In the immortal words of Julie Andrews: "Let's start at the very beginning, a very good place to start!"
This photo was the first one I took here! Beautiful sunset just after landing in Lungi, waiting for the boats to take us into town.
I've been here for about two weeks now, and so much has happened already! I've moved into my new place and done my best to settle myself in. I live in a part of Freetown called Aberdeen, in a lovely spacious lofted room with a decent amount of breeze from the ocean, which is visible from the porch. Here's the view:
Not bad, eh? The breeze is necessary here because the trend seems to be that electricity is not usually on - we turn the generator on in the evenings to have lights and charge things for a few hours, but otherwise I'm mostly just sweaty all the time. I'm renting a room from a guy called Abs, who runs an organization called The Dorothy Springer Trust, which is dedicated to helping disabled people in Sierra Leone - pretty cool stuff! I share the house with Abs and his brother, who are both VERY accommodating and have been nothing but lovely since the start.
So the first week here was full of running around with Emily - the programme manager for Sound Seekers (the lovely people who have sent me out here!), getting to know the area, and meeting people. We spent one quick day at the school where I'm now working, met up with a lot of deaf adults living in Freetown, met the only ENT doctor in all of Sierra Leone, and also spent time in Makeni. Upon arrival in Makeni I unfortunately picked up a horrible stomach bug, and ended up in a Sierra Leonean hospital. They passed me around to a lot of people (while I was writhing in pain, mind you) before I finally convinced them to give me an IV drip since I hadn't been able to keep anything down. A few hours and a LOT of needles jammed into my hand later, we headed back to the school (where they have a guest house we stayed in) and I basically did nothing for the next day and a half :) Needless to say let's hope it doesn't happen again. Bleh.
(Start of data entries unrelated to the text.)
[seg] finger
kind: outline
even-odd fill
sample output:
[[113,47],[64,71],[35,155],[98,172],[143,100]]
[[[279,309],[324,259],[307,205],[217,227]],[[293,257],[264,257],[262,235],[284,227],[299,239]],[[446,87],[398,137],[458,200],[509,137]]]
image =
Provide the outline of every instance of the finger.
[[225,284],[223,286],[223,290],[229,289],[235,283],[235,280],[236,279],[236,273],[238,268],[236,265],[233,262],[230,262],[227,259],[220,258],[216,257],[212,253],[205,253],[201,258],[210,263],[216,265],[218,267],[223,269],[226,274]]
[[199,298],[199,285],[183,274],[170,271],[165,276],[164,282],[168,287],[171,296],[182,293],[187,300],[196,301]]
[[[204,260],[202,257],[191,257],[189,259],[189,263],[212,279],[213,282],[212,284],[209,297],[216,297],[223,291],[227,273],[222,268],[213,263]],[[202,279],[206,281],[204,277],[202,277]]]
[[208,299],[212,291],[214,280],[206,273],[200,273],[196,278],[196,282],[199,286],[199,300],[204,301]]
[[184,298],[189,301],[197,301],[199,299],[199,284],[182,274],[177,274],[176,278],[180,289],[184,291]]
This past week I've been at the school - spending time with the kids, talking with the teachers, and making lots of plans. The kids are fabulous, as I expected them to be, and their situation is not. One thing I've learned in the last two weeks is that Kenya is WAY more developed than Sierra Leone. Kenya's constitution states that Kenyan Sign Language is a national language, new deaf schools pop up around the country all the time, and they're actually doing a relatively decent job at spreading Deaf awareness and such. It's not perfect, but it's definitely better than here. From what I've gathered there are only three deaf schools in the country, of which I've seen two. Sierra Leone uses a form of American Sign Language, but (also as I suspected) it varies depending on who you're talking to, or what school you're at, because of the lack of communication from a deaf group in one town to a deaf group in another, and the general lack of awareness everywhere. So the kids seem to have made up a lot of their own signs for things, or modified ASL signs that were taught to someone somewhere long ago. Either way, they're all still wonderful.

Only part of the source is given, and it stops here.